The tax break in question, in case you haven’t heard, is the deduction for those aforementioned state and local taxes. Republicans want to eliminate it as part of a larger rewrite of the federal tax code.
About one-third of the people who file federal income tax returns itemize their deductions, and nearly all of those who itemize claim the deduction for state and local taxes.
In Illinois, this allows taxpayers to subtract their state income tax and local real estate tax payments from their federal adjusted gross income, subject to certain limitations.
That makes it a particular benefit to many people living in Chicago and its suburbs, where real estate taxes are higher than national norms, as are personal incomes.
The concept behind the deduction is pretty simple. It saves you from being taxed on income that isn’t really income because you have to spend it to pay other taxes.
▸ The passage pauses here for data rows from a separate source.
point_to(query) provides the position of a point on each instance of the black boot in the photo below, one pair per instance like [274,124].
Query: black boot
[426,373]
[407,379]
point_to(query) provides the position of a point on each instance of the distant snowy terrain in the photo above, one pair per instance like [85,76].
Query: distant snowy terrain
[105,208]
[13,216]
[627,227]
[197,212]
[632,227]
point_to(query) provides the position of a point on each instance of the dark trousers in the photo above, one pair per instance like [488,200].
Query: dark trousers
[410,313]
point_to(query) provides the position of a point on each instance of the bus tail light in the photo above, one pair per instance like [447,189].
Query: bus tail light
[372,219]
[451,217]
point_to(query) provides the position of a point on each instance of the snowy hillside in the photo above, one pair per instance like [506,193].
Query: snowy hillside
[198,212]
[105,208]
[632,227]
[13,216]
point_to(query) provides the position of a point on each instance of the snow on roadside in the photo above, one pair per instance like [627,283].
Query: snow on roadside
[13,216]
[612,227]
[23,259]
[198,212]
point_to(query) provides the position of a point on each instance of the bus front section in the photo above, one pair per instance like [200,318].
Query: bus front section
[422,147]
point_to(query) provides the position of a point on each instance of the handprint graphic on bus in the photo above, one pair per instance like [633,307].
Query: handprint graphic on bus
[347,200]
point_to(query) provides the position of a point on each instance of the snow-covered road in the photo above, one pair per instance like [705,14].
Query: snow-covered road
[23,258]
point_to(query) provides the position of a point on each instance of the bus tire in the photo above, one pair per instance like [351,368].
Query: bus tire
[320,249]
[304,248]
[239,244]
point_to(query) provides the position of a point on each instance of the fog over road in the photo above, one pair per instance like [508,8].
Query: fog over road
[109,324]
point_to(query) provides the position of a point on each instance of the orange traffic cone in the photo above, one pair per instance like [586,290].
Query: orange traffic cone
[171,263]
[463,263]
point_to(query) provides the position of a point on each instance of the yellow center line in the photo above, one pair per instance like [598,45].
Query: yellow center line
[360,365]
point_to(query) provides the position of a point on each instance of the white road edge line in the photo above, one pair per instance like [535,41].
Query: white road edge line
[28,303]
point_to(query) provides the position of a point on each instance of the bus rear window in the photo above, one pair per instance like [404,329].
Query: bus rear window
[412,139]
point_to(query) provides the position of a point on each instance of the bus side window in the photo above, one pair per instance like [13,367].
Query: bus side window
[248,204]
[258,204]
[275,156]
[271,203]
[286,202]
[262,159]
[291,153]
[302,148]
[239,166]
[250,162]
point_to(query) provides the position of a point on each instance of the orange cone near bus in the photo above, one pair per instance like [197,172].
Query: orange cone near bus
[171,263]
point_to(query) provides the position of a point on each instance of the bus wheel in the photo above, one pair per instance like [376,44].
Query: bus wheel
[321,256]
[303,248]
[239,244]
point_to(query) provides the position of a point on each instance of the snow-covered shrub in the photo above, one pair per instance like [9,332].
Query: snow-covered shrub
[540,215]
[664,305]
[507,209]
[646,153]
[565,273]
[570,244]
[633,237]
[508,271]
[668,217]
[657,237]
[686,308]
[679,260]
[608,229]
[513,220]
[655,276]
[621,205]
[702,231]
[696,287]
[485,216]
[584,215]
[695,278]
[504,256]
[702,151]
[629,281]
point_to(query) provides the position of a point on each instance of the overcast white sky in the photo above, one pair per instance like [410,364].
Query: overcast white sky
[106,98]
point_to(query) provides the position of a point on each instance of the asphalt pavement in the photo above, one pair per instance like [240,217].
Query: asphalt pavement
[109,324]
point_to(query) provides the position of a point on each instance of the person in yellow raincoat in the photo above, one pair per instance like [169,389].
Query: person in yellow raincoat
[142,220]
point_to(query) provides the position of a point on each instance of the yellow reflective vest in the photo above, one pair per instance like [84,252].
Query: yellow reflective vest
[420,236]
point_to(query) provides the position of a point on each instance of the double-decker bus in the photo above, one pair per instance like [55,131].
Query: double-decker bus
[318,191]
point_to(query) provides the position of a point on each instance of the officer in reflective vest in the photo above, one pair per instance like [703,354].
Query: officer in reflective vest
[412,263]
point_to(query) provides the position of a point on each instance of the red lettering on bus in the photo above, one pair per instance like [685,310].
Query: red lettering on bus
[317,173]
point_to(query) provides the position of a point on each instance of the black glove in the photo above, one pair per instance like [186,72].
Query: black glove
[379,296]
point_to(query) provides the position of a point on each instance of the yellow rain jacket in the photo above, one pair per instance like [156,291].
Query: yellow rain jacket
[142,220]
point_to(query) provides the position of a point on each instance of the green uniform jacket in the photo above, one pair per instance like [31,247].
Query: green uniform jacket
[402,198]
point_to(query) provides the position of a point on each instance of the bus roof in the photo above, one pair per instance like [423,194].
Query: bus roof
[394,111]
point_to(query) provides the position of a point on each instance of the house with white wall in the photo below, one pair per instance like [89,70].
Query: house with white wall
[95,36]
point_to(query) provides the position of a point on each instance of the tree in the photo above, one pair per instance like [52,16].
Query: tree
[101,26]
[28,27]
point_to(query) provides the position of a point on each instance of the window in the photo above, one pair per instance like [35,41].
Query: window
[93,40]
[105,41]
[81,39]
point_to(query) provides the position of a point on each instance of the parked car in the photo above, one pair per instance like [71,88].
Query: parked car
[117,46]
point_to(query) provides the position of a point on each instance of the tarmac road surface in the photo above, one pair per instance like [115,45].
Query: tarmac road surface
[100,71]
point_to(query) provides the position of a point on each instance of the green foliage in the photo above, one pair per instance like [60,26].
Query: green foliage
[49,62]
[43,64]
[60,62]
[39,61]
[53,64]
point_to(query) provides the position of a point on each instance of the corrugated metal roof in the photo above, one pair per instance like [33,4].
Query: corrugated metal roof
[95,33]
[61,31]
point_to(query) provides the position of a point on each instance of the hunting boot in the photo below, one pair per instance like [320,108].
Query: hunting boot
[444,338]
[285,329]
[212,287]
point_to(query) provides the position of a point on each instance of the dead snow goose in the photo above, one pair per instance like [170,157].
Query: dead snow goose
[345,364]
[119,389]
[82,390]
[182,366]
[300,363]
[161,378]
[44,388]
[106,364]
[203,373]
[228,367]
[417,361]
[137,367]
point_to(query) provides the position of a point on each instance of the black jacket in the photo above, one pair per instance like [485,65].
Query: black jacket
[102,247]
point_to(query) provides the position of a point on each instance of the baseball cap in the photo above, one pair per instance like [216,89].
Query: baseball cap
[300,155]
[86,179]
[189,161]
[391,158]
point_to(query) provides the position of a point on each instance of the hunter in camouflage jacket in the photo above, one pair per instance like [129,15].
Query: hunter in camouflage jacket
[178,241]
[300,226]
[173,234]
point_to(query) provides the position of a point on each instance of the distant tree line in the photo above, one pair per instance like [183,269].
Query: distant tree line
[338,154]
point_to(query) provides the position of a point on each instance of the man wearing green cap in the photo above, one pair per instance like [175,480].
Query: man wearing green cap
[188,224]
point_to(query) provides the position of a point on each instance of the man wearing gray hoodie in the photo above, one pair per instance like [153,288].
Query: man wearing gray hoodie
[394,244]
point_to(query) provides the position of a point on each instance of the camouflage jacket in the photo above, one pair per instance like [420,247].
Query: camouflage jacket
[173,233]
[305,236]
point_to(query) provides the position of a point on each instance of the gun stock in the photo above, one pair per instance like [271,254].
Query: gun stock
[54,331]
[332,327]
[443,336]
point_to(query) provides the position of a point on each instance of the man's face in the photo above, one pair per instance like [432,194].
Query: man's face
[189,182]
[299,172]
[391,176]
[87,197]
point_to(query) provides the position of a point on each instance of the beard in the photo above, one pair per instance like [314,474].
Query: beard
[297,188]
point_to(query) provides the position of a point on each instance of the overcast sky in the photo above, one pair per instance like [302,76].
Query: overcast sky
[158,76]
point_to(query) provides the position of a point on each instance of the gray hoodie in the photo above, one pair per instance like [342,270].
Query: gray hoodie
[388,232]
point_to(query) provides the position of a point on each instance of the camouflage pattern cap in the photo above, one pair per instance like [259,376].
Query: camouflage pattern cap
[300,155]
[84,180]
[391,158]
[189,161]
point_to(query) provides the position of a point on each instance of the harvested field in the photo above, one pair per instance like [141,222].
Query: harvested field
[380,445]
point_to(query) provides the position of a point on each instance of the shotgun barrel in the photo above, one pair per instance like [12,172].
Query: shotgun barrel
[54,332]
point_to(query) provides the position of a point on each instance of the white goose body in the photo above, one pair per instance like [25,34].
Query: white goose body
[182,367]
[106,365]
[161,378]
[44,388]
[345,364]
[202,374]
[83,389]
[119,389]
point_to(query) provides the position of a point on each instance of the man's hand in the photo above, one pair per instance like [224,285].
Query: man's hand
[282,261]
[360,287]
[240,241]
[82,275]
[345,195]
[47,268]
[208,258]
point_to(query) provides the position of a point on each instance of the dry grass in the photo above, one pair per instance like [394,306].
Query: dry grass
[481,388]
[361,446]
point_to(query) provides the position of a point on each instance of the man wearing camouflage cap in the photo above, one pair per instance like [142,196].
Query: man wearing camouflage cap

Some consider that double taxation.
The deduction dates all the way back to the inception of the federal income tax in 1913.
But one result, critics say, is that residents of states with lower taxes end up subsidizing the higher tax states such as New York, Connecticut, New Jersey, California — and Illinois.
That’s one way of looking at it, I suppose, although it seems a gross oversimplification.
The reality of whether one state subsidizes another is a bit more complicated.
It has long been recognized that Illinois comes out on the short end of the stick as far as getting money back from the federal government.
A recent Rockefeller Institute of Government study found that Illinois contributed $17 billion more in taxes to the federal government in 2015 than it received in federal spending.
That was the third largest balance of payment deficit of any state. Only New York and New Jersey do worse.
That measure also might be an oversimplification, but it still begs the question: who’s subsidizing who?
Eliminating the state and local tax deduction could generate an estimated $1.3 trillion for the federal government over the next decade.
Republicans hope to use that money to pay for tax cuts in other areas, including a reduction in the tax rate for the richest Americans.
Middle class families in Illinois could also benefit from a proposed increase in the standard deduction, but U.S. Rep. Raja Krishnamoorthi of Illinois is among many who doubt whether such breaks will offset losing the state and local tax deduction.
You may have noticed something else those high tax states have in common. They tend to vote Democratic.
Krishnamoorthi contends eliminating this deduction is a “cynical political move” to redistribute wealth.
“They decided they were going to raise revenue from the people who weren’t going to vote for them anyway,” said the freshman congressman from Schaumburg.
Sure looks that way.
The complication, though, is that plenty of Republican families in Illinois and other high tax states also benefit from that deduction. Some of them have caught on that Trump’s ballyhooed tax cuts may not benefit them.
As a result, Republicans are talking—among themselves–about possible compromises.
Media reports say one idea is an income cap on who is allowed to claim the deduction or to cap the deduction itself. Another is to give taxpayers a choice of claiming either the popular mortgage interest deduction or the state and local tax deduction, but not both.
GOP congressmen from other Democratic states have been outspoken on the importance of saving the state and local tax deduction. As is so often the case under the Trump presidency, Illinois Republicans are MIA.